In the 1980's this laboratory demonstrated that the cell-binding site of fibronectin and several other extracellular matrix proteins consists of a tripeptide, RGD, presented in a different context in each protein. We also isolated RGD-binding cell-surface receptors that subsequently became known as the integrin family of cell-adhesion receptors. The RGD paradigm became the basis of an intense worldwide drug development program seeking new treatments for arterial restenosis, thrombosis, angiogenesis, and cancer.
The current cell attachment work in this laboratory focuses on the signaling pathways that control anoikis, and through it metastasis and even angiogenesis. The signaling proteins we work on include Bit1 a mitochondrial protein we consider a "guardian of anoikis", a protein we named "metadherin" because it promotes lung metastasis from breast cancers, and the receptor for one of our tumor-homing peptides that appears to promote tumor growth by causing metabolic changes in tumor cells.
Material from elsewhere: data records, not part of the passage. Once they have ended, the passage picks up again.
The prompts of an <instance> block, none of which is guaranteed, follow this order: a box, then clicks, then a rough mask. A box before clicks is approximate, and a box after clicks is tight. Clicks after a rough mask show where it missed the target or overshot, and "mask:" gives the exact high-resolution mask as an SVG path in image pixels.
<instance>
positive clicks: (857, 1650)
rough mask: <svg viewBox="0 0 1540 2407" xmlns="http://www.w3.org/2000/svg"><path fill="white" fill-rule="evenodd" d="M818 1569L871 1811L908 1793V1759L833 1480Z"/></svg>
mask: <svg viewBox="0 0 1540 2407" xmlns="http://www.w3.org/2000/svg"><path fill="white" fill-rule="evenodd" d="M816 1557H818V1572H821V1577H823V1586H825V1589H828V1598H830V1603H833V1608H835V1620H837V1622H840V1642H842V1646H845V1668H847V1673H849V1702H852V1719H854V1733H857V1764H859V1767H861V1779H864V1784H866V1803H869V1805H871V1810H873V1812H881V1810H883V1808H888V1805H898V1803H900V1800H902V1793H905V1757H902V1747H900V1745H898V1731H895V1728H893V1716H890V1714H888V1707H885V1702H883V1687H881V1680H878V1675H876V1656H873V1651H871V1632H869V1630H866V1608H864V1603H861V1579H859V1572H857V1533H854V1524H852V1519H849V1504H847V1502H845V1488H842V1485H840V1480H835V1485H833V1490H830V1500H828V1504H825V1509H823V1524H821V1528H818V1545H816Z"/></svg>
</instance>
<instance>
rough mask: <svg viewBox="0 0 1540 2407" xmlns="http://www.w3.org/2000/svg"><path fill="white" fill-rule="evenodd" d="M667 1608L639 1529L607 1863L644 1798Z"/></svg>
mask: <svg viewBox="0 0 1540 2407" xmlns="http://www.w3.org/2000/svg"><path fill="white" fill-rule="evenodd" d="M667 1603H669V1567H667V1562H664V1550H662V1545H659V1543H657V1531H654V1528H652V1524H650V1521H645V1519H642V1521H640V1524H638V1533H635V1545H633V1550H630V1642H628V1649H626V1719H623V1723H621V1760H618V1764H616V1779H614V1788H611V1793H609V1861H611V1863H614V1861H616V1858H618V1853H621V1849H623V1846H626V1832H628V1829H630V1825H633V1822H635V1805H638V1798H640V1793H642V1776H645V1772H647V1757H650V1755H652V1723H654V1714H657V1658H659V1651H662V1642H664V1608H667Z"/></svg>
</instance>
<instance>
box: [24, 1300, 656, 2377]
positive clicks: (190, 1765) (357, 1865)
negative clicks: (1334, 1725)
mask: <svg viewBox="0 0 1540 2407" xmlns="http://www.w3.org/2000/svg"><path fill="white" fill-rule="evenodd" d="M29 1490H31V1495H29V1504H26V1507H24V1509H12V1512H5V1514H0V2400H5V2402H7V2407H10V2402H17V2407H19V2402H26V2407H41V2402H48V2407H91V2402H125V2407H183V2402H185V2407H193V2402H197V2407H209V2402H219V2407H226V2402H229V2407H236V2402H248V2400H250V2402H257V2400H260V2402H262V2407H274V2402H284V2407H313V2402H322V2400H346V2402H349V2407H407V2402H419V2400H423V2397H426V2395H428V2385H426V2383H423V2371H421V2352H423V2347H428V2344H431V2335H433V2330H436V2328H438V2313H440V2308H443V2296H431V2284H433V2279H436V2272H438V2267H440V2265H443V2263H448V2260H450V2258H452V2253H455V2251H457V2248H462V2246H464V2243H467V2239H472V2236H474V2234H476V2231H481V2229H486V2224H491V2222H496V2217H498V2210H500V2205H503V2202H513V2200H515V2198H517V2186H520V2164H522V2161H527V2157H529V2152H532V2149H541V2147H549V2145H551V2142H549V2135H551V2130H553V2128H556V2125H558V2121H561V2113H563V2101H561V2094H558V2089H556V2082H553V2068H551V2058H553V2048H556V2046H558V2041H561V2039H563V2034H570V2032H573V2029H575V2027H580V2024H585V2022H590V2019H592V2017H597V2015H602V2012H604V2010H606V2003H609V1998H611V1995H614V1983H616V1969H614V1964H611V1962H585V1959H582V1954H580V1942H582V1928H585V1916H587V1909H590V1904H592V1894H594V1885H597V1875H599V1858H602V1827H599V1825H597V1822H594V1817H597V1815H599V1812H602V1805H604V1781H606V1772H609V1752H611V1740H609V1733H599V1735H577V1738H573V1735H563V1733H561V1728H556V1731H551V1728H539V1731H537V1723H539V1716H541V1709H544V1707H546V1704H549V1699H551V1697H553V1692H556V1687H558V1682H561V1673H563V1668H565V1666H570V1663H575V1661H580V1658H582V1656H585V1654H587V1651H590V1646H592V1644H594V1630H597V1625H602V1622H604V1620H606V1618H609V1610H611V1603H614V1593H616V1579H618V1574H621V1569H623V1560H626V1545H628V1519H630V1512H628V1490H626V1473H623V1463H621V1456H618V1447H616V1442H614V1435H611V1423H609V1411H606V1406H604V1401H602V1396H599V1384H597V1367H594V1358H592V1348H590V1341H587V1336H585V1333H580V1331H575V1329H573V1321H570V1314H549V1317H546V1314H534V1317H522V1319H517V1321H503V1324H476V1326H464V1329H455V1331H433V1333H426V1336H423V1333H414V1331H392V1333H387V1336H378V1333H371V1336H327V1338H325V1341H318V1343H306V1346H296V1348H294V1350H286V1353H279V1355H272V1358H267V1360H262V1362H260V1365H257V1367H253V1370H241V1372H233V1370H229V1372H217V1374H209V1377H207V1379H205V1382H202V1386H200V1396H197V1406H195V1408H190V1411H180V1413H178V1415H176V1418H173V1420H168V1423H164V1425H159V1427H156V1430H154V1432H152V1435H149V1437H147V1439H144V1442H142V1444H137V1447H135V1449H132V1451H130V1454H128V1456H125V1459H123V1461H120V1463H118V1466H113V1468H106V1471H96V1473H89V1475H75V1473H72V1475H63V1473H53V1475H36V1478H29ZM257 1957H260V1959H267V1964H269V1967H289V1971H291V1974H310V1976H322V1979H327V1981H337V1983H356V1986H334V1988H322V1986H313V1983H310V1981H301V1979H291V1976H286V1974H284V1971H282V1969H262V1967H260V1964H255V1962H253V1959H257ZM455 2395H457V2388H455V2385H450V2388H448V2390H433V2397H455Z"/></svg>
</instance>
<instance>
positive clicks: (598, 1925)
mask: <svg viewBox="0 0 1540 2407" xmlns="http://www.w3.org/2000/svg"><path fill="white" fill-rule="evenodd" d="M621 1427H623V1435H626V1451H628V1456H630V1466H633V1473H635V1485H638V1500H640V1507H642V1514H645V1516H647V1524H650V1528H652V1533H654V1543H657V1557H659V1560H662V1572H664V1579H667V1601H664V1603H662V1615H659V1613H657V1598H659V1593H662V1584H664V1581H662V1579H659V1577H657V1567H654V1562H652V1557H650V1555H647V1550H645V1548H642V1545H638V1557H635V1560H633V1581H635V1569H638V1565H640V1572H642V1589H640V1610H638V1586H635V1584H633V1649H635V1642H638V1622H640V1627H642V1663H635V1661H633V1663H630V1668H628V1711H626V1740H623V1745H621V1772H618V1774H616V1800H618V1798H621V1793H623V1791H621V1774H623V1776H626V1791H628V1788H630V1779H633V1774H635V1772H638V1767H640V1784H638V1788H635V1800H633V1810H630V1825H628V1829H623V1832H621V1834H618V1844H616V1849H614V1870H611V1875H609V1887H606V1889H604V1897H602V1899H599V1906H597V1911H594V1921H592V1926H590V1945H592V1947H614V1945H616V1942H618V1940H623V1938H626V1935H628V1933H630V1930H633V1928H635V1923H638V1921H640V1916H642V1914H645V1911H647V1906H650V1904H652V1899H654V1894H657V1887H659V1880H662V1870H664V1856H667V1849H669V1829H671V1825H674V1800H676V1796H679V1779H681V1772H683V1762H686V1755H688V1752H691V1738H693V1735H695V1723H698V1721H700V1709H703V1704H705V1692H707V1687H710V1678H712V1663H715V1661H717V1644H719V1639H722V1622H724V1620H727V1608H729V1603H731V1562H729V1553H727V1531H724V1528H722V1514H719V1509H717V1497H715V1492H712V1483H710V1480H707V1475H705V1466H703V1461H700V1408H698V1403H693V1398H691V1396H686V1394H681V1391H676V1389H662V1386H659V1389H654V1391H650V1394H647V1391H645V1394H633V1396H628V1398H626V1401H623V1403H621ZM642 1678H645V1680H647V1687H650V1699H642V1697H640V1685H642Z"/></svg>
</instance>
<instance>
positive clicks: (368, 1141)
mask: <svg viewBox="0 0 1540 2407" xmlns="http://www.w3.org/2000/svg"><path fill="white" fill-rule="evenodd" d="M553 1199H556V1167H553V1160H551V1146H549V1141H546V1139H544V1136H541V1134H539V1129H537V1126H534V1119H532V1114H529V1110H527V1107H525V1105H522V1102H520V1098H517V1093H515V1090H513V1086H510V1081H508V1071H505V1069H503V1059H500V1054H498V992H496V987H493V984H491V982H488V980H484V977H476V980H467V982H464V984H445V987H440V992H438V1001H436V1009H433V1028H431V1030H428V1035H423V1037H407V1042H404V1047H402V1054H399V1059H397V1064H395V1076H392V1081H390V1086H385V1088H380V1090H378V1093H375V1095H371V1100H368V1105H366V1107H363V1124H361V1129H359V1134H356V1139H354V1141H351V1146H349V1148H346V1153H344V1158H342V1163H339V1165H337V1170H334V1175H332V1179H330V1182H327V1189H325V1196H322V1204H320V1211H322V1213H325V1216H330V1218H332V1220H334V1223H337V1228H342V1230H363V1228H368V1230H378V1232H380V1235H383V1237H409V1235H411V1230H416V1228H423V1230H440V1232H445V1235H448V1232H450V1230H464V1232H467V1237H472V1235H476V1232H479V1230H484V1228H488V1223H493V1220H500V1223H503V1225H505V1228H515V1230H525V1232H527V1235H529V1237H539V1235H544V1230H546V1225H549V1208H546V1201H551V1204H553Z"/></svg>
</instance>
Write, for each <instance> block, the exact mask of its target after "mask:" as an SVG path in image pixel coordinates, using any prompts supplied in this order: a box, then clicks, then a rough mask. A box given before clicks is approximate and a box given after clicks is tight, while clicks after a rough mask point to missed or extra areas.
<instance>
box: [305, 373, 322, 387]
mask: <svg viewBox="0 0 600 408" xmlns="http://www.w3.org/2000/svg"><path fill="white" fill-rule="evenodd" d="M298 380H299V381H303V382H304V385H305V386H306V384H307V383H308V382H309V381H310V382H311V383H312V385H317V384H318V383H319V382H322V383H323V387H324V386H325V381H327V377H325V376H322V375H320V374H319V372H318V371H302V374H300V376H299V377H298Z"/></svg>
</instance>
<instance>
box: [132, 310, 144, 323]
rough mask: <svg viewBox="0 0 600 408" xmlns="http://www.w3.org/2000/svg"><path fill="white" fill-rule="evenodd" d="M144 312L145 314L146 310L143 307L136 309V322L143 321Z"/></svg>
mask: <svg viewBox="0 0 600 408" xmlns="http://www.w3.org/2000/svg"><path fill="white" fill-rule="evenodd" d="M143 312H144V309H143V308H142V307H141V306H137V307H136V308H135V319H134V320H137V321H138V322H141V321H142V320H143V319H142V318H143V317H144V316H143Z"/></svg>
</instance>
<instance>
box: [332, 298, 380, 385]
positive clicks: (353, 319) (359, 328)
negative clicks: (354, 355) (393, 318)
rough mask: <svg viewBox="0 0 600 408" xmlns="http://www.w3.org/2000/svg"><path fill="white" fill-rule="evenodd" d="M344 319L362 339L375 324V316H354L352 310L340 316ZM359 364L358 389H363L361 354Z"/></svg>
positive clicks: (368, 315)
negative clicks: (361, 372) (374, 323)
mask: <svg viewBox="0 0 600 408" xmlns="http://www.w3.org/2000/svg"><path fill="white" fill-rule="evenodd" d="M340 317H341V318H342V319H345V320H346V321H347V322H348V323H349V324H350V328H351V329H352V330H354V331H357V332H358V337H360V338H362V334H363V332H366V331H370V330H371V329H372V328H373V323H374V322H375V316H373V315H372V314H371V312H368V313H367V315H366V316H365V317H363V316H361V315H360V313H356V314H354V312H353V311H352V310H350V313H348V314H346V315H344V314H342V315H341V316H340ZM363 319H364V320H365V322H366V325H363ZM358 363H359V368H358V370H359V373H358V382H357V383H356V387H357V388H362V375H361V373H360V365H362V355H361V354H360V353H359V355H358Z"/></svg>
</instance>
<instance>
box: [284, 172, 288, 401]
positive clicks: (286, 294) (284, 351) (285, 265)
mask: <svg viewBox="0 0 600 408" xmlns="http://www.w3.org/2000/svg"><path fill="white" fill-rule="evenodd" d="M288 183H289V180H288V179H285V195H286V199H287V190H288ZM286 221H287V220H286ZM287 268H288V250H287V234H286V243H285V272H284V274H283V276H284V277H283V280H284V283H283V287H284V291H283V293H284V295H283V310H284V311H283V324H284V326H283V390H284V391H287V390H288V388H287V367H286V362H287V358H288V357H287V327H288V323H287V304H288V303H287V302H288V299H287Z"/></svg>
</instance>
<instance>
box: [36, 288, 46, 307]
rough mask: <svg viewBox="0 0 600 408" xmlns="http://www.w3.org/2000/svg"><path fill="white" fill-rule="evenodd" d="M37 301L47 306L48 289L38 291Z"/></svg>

A major recent focus is to use homing peptides as targeting elements to deliver nanoparticles into tumors and other sites of disease. Nanoparticles are considered a promising new approach in medicine because they can be designed to perform more functions than a simple drug. The vasculature is an excellent target for nanoparticles because tumor vessels are readily available for circulating particles. In collaboration with several chemistry and bioengineering laboratories, we have constructed multifunctional nanoparticles for tumor targeting. These particles can be directed into tumors in a highly selective manner as demonstrated by histology, non-invasive imaging, and tumor treatment results. We have constructed nanoparticles with the ability to amplify their own homing to tumors, and are currently working on nanoparticles coated peptides that confer the particles tissue-penetrating properties. The goal is to incorporate multiple functions such as specific targeting, self-amplification of the targeting, exit from vessels into tissue, ability to send signals for imaging, and controlled drug delivery. It is also important that the particles resist uptake by the reticuloendothelial system, which otherwise keeps them from reaching their intended target.